Bradley Prize recipient Shelby Steele is a Research Fellow at the Hoover Institution on War, Revolution and Peace at Stanford University. Previously, he taught literature at San Jose State University. His poignant and challenging thinking on American race relations, social culture, and identity politics has had a profound influence on mainstream attitudes about the roles of education, families, and character in overcoming the legacies of slavery and segregation.
A cogently contrarian commentator, his first big book was The Content of Our Character: A New Vision of Race in America, which won a National Book Critics Circle annual award for the finest books published in English. He has also authored A Dream Deferred: The Second Betrayal of Black Freedom in America, White Guilt: How Blacks and Whites Together Destroyed the Promise of the Civil Rights Era and A Bound Man: Why We Are Excited About Obama and Why He Can’t Win.

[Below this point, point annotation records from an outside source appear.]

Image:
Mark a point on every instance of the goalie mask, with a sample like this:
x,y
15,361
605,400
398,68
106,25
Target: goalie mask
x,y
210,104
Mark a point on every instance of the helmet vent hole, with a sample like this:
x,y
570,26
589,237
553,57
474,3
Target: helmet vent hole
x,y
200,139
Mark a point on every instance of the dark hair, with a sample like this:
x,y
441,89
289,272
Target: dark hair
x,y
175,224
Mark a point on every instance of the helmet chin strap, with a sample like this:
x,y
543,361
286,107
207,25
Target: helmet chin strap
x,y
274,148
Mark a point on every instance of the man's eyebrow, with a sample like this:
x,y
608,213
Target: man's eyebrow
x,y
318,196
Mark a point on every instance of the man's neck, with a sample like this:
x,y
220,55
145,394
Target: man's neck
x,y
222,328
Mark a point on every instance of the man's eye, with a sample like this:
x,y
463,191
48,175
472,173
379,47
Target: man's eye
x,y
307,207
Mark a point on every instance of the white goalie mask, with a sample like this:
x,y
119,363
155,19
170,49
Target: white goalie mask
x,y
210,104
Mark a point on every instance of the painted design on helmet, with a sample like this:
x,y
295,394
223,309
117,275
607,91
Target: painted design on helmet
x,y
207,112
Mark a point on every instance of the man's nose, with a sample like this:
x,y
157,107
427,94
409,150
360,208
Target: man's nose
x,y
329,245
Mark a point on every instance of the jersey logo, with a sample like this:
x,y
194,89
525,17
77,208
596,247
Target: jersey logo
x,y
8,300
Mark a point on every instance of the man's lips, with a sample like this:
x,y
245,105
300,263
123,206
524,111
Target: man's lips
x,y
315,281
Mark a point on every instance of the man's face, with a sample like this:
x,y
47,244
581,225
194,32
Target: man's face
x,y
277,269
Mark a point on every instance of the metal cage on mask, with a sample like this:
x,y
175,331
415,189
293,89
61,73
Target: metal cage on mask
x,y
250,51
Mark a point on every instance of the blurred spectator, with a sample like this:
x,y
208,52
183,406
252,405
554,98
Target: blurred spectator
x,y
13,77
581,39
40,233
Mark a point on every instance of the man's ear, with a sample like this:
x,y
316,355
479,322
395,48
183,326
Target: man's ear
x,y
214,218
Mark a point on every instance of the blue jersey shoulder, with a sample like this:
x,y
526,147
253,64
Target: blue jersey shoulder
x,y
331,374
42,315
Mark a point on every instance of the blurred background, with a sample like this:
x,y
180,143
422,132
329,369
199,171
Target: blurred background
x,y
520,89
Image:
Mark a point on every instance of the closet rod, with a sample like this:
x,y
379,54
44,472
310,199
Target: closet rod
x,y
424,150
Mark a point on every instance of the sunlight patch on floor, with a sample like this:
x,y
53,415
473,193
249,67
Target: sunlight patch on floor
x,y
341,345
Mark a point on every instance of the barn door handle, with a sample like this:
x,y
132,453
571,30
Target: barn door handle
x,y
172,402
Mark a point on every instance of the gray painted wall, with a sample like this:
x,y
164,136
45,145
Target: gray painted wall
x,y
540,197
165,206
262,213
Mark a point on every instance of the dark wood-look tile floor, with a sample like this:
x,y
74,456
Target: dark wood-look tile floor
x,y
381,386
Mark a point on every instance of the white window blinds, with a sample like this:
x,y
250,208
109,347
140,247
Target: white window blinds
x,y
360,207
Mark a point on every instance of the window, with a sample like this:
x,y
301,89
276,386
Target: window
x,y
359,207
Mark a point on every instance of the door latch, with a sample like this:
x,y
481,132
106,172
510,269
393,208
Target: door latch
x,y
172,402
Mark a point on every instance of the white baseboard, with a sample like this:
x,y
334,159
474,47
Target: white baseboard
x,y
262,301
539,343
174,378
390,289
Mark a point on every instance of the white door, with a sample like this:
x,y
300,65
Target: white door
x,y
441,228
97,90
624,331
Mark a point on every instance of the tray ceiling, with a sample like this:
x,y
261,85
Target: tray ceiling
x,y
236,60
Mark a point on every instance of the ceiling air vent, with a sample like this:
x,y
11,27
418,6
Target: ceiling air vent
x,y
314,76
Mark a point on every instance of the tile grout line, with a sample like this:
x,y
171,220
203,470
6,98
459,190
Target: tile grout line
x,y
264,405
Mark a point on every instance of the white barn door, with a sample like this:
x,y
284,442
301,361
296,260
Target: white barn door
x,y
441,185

As well, Steele is a regular contributor to the op-ed pages of The New York Times and The Wall Street Journal, and he is a contributing editor to Harper’s Magazine.
“The great promise of the United States of America lies in the wonderful interplay between individual freedom and individual responsibility,” he told The American Enterprise in a 2006 interview. “That’s the secret of our greatness; it always has been, and it always will be. That’s why I hate to see identity politics come in, because then we’re evaluated on the color of our skin, or the group we’re supposed to belong to. If America loses that, then we’re in trouble.”
In 1991, Steele won an Emmy Award, a Writer’s Guild Award, and the San Francisco Film Festival Award for his work on the Public Broadcasting System documentarySeven Days in Bensonhurst, too. In 1994, he was awarded the National Humanities Medal.
Steele serves on the boards of the Manhattan Institute for Policy Research’s Center for the New American Community and the American Academy for Liberal Education. Born in Chicago, he holds a B.A. from Coe College in Cedar Rapids, Ia., an M.A. from Southern Illinois University, and a Ph.D. from the University of Utah.